11. El borracho y el ebrio (entonado).

Quien reza debe hacerlo con completa lucidez. A diferencia de muchos de los ritos paganos que se llevan a cabo en estado de éxtasis inducido por el alcohol y las drogas, nuestro encuentro con D´s se lleva a cabo con seriedad y profundidad de pensamiento. Esto es lo que la Torá ordenó a los cohanim (sacerdotes), en cuanto a que no ingresen a servir en el Sagrado Templo tras haber bebido vino (Vaikrá 10:8-11).

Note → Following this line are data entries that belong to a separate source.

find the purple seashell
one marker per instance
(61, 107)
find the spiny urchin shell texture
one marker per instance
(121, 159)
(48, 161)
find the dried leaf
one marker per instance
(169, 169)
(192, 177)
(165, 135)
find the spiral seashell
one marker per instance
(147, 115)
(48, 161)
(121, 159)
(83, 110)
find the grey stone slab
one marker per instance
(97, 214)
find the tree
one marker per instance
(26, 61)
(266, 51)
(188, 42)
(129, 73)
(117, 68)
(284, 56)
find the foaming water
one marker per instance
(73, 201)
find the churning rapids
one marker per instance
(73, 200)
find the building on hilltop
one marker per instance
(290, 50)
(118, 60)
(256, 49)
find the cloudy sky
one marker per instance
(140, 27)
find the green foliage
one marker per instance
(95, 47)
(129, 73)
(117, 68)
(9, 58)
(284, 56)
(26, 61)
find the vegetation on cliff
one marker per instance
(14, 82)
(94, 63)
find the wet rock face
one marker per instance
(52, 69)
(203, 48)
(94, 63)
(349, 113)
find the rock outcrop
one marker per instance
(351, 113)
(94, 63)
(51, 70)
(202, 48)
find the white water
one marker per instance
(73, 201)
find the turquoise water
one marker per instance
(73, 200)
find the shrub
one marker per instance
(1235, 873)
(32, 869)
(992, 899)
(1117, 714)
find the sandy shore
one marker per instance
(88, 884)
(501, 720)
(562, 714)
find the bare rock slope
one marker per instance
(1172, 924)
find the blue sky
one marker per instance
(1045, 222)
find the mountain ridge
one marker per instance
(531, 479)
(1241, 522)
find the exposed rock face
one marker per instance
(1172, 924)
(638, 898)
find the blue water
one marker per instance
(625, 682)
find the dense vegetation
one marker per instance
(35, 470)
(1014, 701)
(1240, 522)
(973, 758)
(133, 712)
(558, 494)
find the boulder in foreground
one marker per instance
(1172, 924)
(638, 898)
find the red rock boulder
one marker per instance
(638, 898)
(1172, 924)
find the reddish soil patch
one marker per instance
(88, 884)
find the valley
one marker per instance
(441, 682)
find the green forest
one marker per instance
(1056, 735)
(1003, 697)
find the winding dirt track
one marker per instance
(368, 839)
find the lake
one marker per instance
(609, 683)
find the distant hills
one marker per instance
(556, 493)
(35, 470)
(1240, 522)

De esto aprendieron nuestros sabios que el borracho y el ebrio tienen prohibido rezar.

El ebrio es quien está levemente influenciado por el alcohol, y por ende le cuesta un poco concentrarse y focalizar su pensamiento, empero aún es capaz de hablar delante del Rey sin menoscabar su real honor. Borracho es quien bebió mucho al punto de que no es capaz de hablar delante del Rey.

A posteriori, un ebrio que rezó, por cuanto que puede hablar delante del Rey, cumplió con su deber preceptivo. Asimismo, si alguien comienza a rezar y luego recuerda que está ebrio, habrá de completar su plegaria (Eliahu Rabá, Kaf HaJaím 99:2). Empero un borracho que por error comenzó a rezar, debe cesar de inmediato, puesto que su plegaria es aborrecible. Inclusive si alcanzó a completar toda la plegaria, no cumplió con su deber preceptivo. Y si se le pasa el efecto etílico tornándose sobrio antes de que concluya el tiempo del rezo, deberá volver a rezar en regla (Shulján Aruj 99:1).

Nuestros sabios dijeron que quien bebe un «reviit» de vino (86 ml.) se lo considera ebrio y si camina un «mil» (aprox. un kilómetro) el efecto del alcohol se le pasará (Talmud Babilonio Tratado de Eruvín 64(B)). Empero desconocemos cómo equiparar los vinos de antaño con nuestros vinos actuales y por lo tanto la regla general es que mientras la persona se sienta afectada (mareada) por el vino se la considera ebria y cuando se sienta lúcida podrá rezar (Shulján Aruj 99:3, Mishná Berurá 2).

Según el Ramá, dado que  a lo largo de las generaciones la concentración en el rezo ha decaído, no se debe ser demasiado puntilloso en este tema, por lo que quien está ligeramente ebrio hay que permitirle rezar, más aún cuando lo hace con un libro de oraciones (Sidur), razón por la cual no se teme que se equivoque en su plegaria. Se acostumbra a confiar en el criterio del Ramá cuando el tiempo del rezo está por concluir (Mishná Berurá 99:3 y 17, ver Kaf HaJaím 22). Hay quienes agregan que esta idea es aplicable cuando se corre el riesgo de perder un rezo público por lo que es mejor que el ebrio participe del servicio (ver Ishei Israel 22:18). En Purim, dado que es preceptivo beber alcohol se acostumbra a flexibilizar la norma respecto del ebrio, para que no se pierda el «Minián» (ver Peninei Halajá Zmanim 16:14).

Respecto del recitado del «Shemá» y sus bendiciones los juristas están divididos en sus opiniones. Por lo tanto, a priori, quien esté ebrio o borracho no habrá de recitarlos sino que habrá de esperar a que se disipe el efecto etílico. En caso de que el tiempo del recitado del «Shemá» esté por acabarse, el ebrio habrá de recitarlo junto a sus  bendiciones mientras que el borracho recitará el «Shemá» sin éstas (Ramá 99:1, Mishná Berurá 8).

En cuanto al recitado de las demás bendiciones, como ser las del disfrute («nehenín«) o la posterior al baño («Asher iatzar«), el ebrio podrá a priori recitarlas mientras que el borracho a priori no lo hará. Empero, en el caso de bendiciones en las que si el borracho no las recita habrá de perder la oportunidad de hacerlo, podrá recitarlas. Esto se refiere, por ejemplo, a si alguien se emborracha durante la comida, que recite la bendición de agradecimiento por los alimentos («birkat Hamazón«) y si fue al baño que recite la bendición posterior de «Asher iatzar» (Ramá 99:1, Mishná Berurá 11).

Quien esté en muy avanzado estado etílico («borracho como Lot») al punto de que no sea consciente de qué le ocurre, se le considera incapacitado mental (shoté), lo cual lo exime del cumplimiento de los preceptos. Aunque recite bendiciones, en ese estado, no se consideran válidas en lo más mínimo (Mishná Berurá 99:11).